22nd December Bond Futures Overview
22nd December 2009
Bond Futures
Overview
Over the last five days we have seen the Bond futures continue to trade in a sideways range. The Bund future briefly spiked through the supporting range last week, only to turn around and retest around its recent high prints. T-Notes have resumed their steady downtrend during the same period, having briefly tested around the 118.000 handle.

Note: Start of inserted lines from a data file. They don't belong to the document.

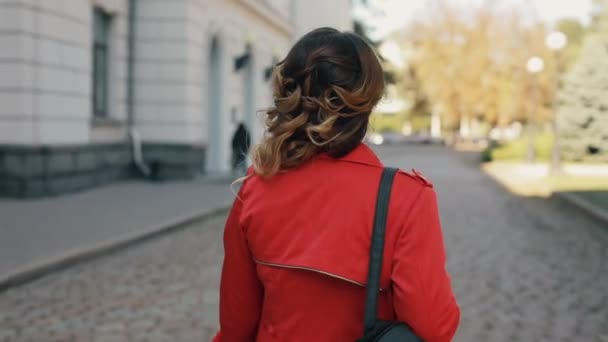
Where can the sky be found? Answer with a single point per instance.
(397, 13)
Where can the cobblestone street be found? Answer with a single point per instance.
(523, 270)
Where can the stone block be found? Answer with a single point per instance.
(13, 164)
(60, 162)
(34, 164)
(86, 160)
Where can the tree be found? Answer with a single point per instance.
(583, 104)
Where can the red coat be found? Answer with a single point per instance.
(296, 255)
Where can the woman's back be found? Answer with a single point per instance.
(297, 239)
(308, 233)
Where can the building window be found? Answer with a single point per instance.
(101, 66)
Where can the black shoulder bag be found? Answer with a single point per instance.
(375, 329)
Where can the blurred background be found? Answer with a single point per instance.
(119, 121)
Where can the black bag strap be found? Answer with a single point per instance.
(377, 248)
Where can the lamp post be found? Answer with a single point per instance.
(556, 41)
(534, 66)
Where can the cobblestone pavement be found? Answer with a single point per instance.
(523, 270)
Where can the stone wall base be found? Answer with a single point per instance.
(38, 171)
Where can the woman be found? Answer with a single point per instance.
(298, 236)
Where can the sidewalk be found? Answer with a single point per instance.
(40, 235)
(584, 186)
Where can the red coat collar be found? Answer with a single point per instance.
(362, 154)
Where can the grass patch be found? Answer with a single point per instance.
(567, 183)
(597, 199)
(518, 149)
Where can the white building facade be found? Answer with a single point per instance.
(80, 80)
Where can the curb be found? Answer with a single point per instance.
(585, 206)
(78, 255)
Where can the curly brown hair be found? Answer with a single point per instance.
(324, 92)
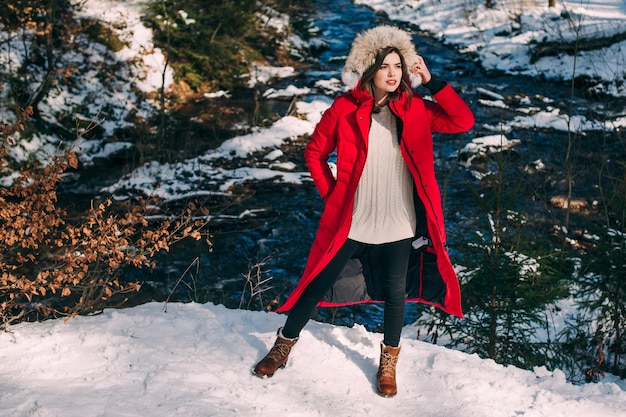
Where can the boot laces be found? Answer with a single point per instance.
(388, 365)
(279, 351)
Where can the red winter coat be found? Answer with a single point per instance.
(344, 128)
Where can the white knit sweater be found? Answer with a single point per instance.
(383, 207)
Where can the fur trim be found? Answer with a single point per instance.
(367, 44)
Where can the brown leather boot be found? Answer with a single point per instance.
(387, 371)
(276, 358)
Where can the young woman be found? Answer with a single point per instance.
(381, 236)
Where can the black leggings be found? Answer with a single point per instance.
(393, 259)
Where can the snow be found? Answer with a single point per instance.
(195, 360)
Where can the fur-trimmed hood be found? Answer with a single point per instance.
(366, 46)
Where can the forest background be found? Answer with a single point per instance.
(60, 258)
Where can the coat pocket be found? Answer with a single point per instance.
(424, 281)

Thoughts from the trading floor
The last week has seen the Bund future trade in a volatile sideways range. After breaking down to the 122.10 level, shaking out weak longs on the break of 122.34, the market made a firm comeback to make highs around 123.66. This choppy price action has continued to prevail over this week, and we have seen another test of the 122.34 level in early trade today. 10yr USTs have largely channelled lower over the last week. Having followed Bunds higher last week, to make highs around the 118.000 handle, the market sold off sharply, and is currently trading around the important 116.110-200 area. Technically, this should mark the extreme lows of a short-term market correction, and thus a firm break below here may result in extended weakness to the 115.000 handle. There is a sizable gap between the expired Dec’09 and Mar ’10 T-Note futures contract. The Dec’09 expired around the 118.000 handle. The previous time we saw this phenomenon was at the Sep’09 contract expiry. On that particular occasion, the gap was filled within 7 trading days.

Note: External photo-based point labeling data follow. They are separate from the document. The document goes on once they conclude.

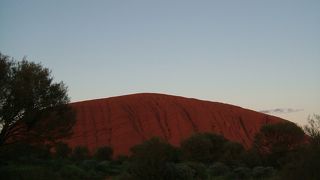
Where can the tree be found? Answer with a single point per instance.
(312, 129)
(32, 106)
(103, 153)
(275, 141)
(203, 147)
(62, 150)
(149, 160)
(80, 153)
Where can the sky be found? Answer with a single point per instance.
(261, 55)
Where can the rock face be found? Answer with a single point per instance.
(124, 121)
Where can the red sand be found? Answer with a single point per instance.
(124, 121)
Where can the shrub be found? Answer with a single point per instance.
(80, 153)
(149, 159)
(218, 169)
(203, 147)
(62, 150)
(26, 172)
(103, 153)
(73, 172)
(262, 172)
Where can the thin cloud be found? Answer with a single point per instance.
(280, 110)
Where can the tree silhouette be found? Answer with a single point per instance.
(32, 106)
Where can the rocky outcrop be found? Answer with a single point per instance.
(124, 121)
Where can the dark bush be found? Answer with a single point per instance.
(62, 150)
(218, 169)
(149, 159)
(80, 153)
(260, 172)
(103, 153)
(26, 172)
(203, 147)
(73, 172)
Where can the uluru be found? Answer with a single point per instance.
(124, 121)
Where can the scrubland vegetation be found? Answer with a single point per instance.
(280, 151)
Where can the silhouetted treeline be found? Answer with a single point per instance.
(280, 151)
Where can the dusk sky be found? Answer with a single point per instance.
(261, 55)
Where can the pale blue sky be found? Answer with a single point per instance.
(255, 54)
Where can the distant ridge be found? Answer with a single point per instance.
(124, 121)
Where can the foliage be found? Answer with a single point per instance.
(62, 150)
(203, 147)
(103, 153)
(312, 129)
(218, 169)
(80, 153)
(149, 159)
(275, 141)
(32, 106)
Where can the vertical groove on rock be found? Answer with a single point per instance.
(121, 122)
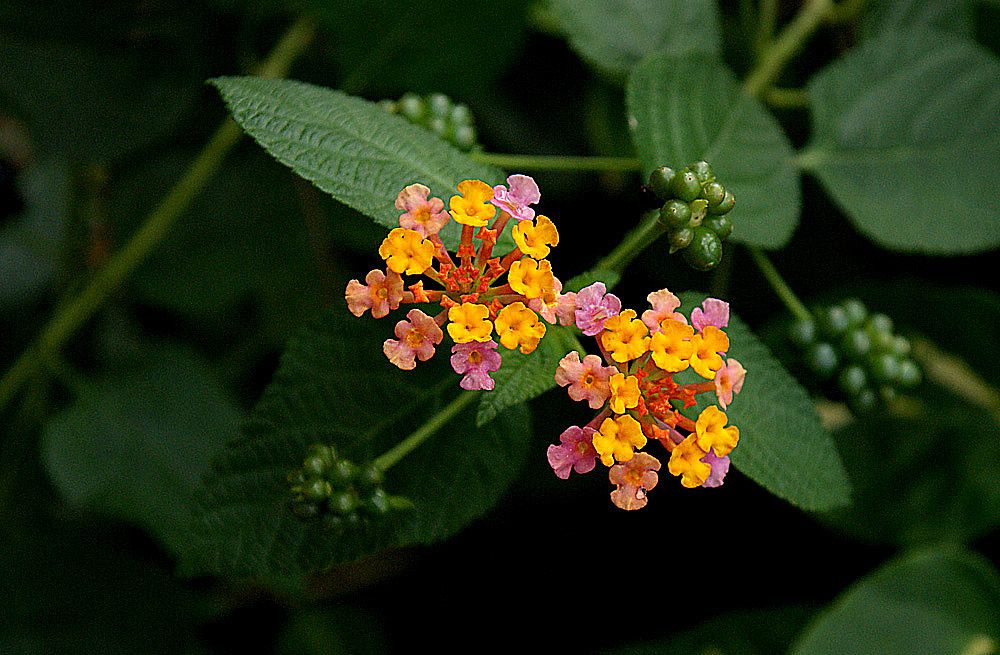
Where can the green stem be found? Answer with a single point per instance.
(74, 313)
(779, 285)
(421, 434)
(557, 162)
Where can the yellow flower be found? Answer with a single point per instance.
(405, 251)
(535, 237)
(473, 206)
(533, 279)
(625, 337)
(469, 322)
(712, 433)
(618, 438)
(685, 461)
(519, 326)
(707, 345)
(624, 392)
(672, 347)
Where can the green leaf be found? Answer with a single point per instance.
(523, 377)
(324, 391)
(928, 603)
(889, 147)
(351, 148)
(783, 446)
(614, 35)
(683, 109)
(136, 446)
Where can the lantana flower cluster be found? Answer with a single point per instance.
(481, 296)
(632, 386)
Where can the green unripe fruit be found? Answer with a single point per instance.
(856, 344)
(822, 359)
(705, 250)
(680, 239)
(714, 193)
(724, 207)
(675, 214)
(685, 185)
(803, 332)
(852, 380)
(721, 225)
(659, 182)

We have continued to see a disconnect between the Bund and the T-Note in the last week. USTs have entered a good short-term corrective trend and look weak in the immediate term, whereas the Bund seems to be well supported by the 122.34 level. Other than the previously discussed fundamental factors, there has also been a pick-up in expectation of a strong economic recovery in the US. This has been reflected by the continued strengthening in the USD, which has not been related to safe-haven flows. Should the US economy strengthen quickly next year, the Fed may be forced to move early on rate tightening. This belief may be the main driver of the sell-off seen in USTs in the last week. Although the fact that the UST yield curve has steepened as opposed to flattened would suggest that markets believe that the Fed may be powerless thereafter to prevent high inflation expectations thereafter. We believe that this view may be egregious as it stands. With no real data to suggest this scenario to be likely, the market may have gotten a bit ahead of itself. If markets believe short-term rates will be higher in the near term, as reflected by a higher USD, then the yield curve should be flatter not steeper. If markets believe that the Fed will not prevent rampant inflation expectations, then the USD should be weaker not stronger. The only factor that can explain this egregious pricing could be that the market may be front-running the Fed if they are looking to unwind their balance sheet.
Bull View
Bulls will hope that the recent jitters in the markets persist into next year. With the USD recovering a good part of its losses seen during the early parts of this quarter, the prospect of a broad based sell-off in risk trades early next year should be supportive of the bond market. They will see this correction in USTs as a good buying opportunity. Also, last quarter we saw the large ‘gap’ in the T-note futures filled within 7 trading days. With this in mind, long positions made tomorrow with a stop below today’s lows may present a good risk/reward opportunity.
Bear View
Bears will hope that USTs continue on their short-term corrective trend to the 115.000 handle. They will cite a pick-up in recent macro-economic data (mainly the US Employment situation number) as a reason for the FOMC to gradually withdraw stimulus from the markets, helping USTs lower.
Futex View
We continue to back the Bulls. The recent correction in USTs may prove to shake out weak longs before the market resumes its medium term up-trend. The fiscal positions of many governments globally have the potential to develop into a full-blown crisis early next year and thus Bunds and USTs should provide a natural safe haven (on the proviso that the reserve status of the USD and USTs outweigh fears over the US’s own large fiscal deficit).